Facebook today announced it is launching beta testing for cloud-streamed games on its video game hub Facebook Gaming. The move will allow Facebook to run much more complex games within its Android app and on browsers. And Jason Rubin, VP of Play at Facebook, said the move could lead to a future where premium AAA games are playable within Facebook’s app and website.
Facebook already lets users play games within its web and app properties. But so far these games are all made with HTML5, meaning the games are run on the user’s device. This means these games are quite simple, to make sure they’re playable on weaker mobile phones and tablets.
With cloud gaming, the games themselves are run on remote servers, and the video and audio feedback is streamed to players’ devices. This means large and graphically complex games can be played on basic devices.

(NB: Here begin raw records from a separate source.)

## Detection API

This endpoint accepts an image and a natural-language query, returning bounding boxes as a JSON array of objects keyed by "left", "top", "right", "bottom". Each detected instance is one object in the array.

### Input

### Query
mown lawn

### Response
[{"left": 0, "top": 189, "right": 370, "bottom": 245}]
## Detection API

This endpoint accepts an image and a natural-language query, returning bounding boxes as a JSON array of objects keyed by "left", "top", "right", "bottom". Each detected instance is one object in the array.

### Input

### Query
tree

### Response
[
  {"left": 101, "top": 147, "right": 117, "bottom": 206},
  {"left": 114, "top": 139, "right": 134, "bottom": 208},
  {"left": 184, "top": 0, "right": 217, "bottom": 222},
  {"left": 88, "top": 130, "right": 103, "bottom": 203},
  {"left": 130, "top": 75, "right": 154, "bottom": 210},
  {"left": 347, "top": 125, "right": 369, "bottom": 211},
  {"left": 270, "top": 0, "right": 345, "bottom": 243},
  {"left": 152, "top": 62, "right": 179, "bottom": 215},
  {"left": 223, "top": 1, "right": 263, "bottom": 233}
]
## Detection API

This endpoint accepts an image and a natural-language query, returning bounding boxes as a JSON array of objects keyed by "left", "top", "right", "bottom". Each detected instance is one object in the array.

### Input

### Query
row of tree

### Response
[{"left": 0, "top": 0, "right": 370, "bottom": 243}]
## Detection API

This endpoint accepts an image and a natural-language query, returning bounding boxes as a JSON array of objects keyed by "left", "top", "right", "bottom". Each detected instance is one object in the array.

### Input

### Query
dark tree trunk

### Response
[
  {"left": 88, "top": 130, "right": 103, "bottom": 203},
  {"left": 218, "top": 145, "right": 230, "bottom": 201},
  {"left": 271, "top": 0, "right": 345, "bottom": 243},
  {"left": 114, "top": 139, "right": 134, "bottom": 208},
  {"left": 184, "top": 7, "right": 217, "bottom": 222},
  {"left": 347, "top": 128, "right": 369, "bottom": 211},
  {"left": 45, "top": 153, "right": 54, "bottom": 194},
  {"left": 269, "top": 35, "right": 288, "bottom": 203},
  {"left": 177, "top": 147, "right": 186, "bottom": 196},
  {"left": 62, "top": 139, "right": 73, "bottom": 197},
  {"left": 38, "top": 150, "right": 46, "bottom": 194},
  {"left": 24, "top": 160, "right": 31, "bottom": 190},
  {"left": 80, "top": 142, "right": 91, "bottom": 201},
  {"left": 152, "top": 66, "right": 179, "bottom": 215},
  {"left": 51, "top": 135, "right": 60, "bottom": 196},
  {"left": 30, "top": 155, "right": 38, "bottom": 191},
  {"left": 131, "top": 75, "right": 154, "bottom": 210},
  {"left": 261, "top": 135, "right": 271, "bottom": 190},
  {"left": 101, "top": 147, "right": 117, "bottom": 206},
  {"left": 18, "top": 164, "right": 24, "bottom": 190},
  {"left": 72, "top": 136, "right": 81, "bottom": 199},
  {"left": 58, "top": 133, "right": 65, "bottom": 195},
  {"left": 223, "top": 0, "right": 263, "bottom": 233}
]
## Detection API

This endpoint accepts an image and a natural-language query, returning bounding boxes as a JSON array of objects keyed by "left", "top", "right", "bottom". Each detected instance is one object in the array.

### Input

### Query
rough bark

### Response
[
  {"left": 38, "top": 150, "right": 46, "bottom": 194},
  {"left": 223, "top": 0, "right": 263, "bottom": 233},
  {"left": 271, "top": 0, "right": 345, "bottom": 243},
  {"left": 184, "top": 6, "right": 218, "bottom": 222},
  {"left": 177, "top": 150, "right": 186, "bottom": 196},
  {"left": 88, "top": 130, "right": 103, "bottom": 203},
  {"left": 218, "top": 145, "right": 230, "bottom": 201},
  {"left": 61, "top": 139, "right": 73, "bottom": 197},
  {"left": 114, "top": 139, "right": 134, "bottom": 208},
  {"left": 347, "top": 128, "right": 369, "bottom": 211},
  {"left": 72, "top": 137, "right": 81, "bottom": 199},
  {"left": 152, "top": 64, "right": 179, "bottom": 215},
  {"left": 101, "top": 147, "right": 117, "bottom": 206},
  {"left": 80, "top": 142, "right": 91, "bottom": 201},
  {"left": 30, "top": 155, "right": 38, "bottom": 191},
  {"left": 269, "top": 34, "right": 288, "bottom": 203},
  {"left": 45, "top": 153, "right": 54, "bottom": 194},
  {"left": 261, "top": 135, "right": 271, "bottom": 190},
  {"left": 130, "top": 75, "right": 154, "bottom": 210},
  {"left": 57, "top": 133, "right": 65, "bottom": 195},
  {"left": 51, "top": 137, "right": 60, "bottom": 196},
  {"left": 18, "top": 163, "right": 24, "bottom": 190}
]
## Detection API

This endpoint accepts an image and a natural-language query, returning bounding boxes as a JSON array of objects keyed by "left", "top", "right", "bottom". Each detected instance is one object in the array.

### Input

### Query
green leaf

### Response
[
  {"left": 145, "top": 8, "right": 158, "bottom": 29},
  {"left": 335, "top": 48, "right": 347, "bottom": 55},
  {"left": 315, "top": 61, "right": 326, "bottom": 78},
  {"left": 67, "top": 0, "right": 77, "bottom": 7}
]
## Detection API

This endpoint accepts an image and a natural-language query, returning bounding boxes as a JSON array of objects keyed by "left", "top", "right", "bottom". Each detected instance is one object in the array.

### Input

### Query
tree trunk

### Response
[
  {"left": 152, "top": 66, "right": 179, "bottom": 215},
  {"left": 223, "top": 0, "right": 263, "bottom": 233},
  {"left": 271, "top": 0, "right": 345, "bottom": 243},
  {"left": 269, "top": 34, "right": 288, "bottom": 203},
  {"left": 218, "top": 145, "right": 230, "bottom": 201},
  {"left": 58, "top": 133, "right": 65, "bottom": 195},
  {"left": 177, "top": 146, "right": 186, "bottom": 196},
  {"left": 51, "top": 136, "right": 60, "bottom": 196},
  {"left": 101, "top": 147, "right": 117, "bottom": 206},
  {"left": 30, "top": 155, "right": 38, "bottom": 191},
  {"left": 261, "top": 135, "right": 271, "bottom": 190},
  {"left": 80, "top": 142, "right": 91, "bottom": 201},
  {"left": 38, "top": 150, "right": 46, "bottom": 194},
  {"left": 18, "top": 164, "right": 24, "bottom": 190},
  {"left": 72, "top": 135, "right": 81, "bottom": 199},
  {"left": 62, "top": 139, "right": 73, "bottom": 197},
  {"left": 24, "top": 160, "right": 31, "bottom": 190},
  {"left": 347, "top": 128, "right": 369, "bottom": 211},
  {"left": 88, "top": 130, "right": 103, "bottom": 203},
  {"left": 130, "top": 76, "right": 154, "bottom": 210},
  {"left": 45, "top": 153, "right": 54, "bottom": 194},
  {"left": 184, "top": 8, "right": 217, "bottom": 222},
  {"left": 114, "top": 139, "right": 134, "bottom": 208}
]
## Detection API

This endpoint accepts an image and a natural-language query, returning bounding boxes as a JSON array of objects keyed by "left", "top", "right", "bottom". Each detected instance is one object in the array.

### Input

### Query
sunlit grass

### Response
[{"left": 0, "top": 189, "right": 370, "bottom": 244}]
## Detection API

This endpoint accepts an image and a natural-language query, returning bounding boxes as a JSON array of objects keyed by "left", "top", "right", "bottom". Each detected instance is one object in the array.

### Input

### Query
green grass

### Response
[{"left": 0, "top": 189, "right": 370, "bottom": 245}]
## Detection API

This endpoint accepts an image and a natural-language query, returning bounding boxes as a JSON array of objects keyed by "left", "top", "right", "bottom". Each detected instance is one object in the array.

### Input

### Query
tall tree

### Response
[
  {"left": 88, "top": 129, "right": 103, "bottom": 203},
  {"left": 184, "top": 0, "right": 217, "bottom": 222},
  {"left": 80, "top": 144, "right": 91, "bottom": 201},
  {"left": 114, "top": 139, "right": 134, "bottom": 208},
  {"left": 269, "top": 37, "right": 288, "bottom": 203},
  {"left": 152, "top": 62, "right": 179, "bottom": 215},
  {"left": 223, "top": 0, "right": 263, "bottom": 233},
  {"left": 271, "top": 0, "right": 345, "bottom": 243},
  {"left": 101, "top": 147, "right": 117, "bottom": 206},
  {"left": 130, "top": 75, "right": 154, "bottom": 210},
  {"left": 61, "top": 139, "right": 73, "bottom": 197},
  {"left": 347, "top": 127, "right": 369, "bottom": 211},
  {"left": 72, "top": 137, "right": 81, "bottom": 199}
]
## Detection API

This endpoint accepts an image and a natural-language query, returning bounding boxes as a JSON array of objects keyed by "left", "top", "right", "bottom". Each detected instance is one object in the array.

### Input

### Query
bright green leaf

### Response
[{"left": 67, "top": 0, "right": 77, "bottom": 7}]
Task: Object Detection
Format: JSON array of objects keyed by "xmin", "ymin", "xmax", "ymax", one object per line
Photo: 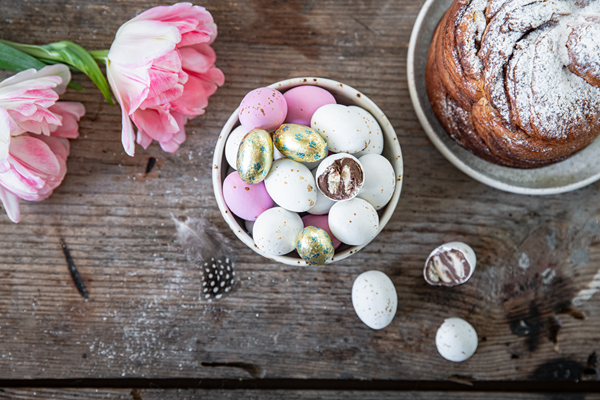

Facebook has announced a number of games arriving on its platform for beta testers over the next week: Asphalt 9: Legends by Gameloft; Mobile Legends: Adventure by Moonton; PGA TOUR Golf Shootout by Concrete Software, Inc.; Solitaire: Arthur’s Tale by Qublix Games; and WWE SuperCard by 2K. And Jason Rubin says the social platform will introduce more resource-heavy games as it tests cloud gaming’s capabilities.
Rubin also said Facebook will begin enabling cloud playable ads. Again, Facebook already runs playable ads, but so far these have been limited to HTML5 games. The move to cloud gaming will let more resource-heavy games run playable demos within Facebook’s app and website.
Rubin said to start with, Facebook will focus on supporting free-to-play games, the likes of which would otherwise be available from mobile app stores.
But theoretically, Facebook’s support of cloud gaming could lead to a future where premium, AAA titles are playable on Facebook’s platform. Rubin hinted at this possibility, saying that “in the future, our systems and infrastructure will improve to deliver more types of games — possibly all types of games.”
This would tie in neatly with Facebook’s investment in video game live streaming, which was bolstered when Microsoft-owned streaming platform Mixer shuttered earlier this year. Facebook agreed a deal to move Mixer’s streamers to its own live streaming product, which has helped Facebook become the third most popular live streaming business in the West, according to research company Streamlabs. If Facebook does start supporting AAA games, users would be able to watch those games being streamed on Facebook and then immediately jump onto that same game, all within Facebook’s platform.
But Rubin emphasised that if this does happen, it’s some way off. “Cloud game streaming for the masses still has a way to go, and it’s important to embrace both the advantages and the reality of the technology rather than try to oversell where it’ll be in the future,” he said.
And he added that he doesn’t think cloud gaming will replace PC and console gaming any time soon. “We love console and PC gaming and both formats will be around for a long time. We believe cloud gaming will increase — not replace — the options to jump into great games,” he said. “We’re not trying to replace your phone either. We think you’ll find that there are times when jumping quickly into a cloud game is a better option, and sometimes it’s not.”